Signaling Systems Laboratory, Department of Chemistry and Biochemistry, University of California, San Diego, La Jolla, CA 92093, USA; San Diego Center for Systems Biology, University of California, San Diego, La Jolla, CA 92093, USA; Computational Biosciences Institute, University of California, Los Angeles, Los Angeles, CA 90025, USA; Department of Microbiology, Immunology, and Molecular Genetics, University of California, Los Angeles, Los Angeles, CA 90025, USA.

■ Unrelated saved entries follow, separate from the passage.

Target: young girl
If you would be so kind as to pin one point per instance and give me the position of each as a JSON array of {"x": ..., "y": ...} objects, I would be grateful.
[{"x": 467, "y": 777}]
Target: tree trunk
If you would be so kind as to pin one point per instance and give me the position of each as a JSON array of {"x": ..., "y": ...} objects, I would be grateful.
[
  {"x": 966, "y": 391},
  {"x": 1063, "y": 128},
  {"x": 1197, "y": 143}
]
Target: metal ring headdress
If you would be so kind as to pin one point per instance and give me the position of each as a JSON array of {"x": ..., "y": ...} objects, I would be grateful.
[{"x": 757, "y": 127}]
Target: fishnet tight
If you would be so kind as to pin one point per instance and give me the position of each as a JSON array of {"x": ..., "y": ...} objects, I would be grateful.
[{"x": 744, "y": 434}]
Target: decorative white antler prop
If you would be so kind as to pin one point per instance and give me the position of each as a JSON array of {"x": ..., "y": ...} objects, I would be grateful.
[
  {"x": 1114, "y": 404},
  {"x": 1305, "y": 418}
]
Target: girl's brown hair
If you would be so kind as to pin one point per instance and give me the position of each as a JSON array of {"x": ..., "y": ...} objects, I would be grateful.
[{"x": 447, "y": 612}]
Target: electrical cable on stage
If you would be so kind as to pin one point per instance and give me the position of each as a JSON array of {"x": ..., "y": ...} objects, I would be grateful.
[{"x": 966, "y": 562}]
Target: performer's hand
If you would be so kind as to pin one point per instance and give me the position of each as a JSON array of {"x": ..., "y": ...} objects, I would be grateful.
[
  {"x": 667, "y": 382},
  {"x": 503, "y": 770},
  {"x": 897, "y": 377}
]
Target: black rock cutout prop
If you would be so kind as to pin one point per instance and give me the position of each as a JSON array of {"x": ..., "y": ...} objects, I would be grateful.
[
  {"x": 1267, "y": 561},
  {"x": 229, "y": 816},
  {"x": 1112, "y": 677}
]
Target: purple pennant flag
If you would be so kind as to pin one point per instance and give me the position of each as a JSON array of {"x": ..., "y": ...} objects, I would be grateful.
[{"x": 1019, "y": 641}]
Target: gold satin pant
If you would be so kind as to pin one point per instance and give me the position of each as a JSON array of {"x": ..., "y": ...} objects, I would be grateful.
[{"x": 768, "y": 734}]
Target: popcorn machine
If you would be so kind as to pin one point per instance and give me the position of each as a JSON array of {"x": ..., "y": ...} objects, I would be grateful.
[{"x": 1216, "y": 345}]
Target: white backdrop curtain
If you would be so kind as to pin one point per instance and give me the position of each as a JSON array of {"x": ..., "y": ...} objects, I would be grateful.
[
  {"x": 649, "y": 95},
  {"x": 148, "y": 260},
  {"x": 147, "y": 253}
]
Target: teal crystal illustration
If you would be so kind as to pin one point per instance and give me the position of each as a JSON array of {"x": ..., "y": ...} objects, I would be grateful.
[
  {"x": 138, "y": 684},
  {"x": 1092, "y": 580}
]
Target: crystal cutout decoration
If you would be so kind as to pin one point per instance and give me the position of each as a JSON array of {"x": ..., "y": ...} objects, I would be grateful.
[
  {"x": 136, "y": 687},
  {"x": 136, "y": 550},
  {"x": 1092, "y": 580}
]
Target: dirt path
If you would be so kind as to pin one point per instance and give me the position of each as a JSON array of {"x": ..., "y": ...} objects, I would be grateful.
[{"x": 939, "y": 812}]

Cell. 2013 Oct 10;155(2):448-61. doi: 10.1016/j.cell.2013.09.018.
Highly networked signaling hubs are often associated with disease, but targeting them pharmacologically has largely been unsuccessful in the clinic because of their functional pleiotropy. Motivated by the hypothesis that a dynamic signaling code confers functional specificity, we investigated whether dynamic features may be targeted pharmacologically to achieve therapeutic specificity. With a virtual screen, we identified combinations of signaling hub topologies and dynamic signal profiles that are amenable to selective inhibition. Mathematical analysis revealed principles that may guide stimulus-specific inhibition of signaling hubs, even in the absence of detailed mathematical models. Using the NFκB signaling module as a test bed, we identified perturbations that selectively affect the response to cytokines or pathogen components. Together, our results demonstrate that the dynamics of signaling may serve as a pharmacological target, and we reveal principles that delineate the opportunities and constraints of developing stimulus-specific therapeutic agents aimed at pleiotropic signaling hubs.
高度网络化的信号枢纽通常与疾病有关,但由于其功能多效性,临床上靶向它们进行药物治疗在很大程度上尚未成功。受动态信号编码赋予功能特异性的假设的启发,我们研究了是否可以通过靶向药物治疗来针对动态特征以实现治疗特异性。通过虚拟筛选,我们确定了可进行选择性抑制的信号枢纽拓扑结构和动态信号特征的组合。数学分析揭示了即使在没有详细的数学模型的情况下,也可能指导信号枢纽刺激特异性抑制的原则。我们使用 NFκB 信号模块作为测试平台,确定了选择性影响细胞因子或病原体成分反应的扰动。总之,我们的结果表明信号的动态性可以作为一种药物靶点,并且我们揭示了阐明开发针对多效性信号枢纽的刺激特异性治疗剂的机会和限制的原则。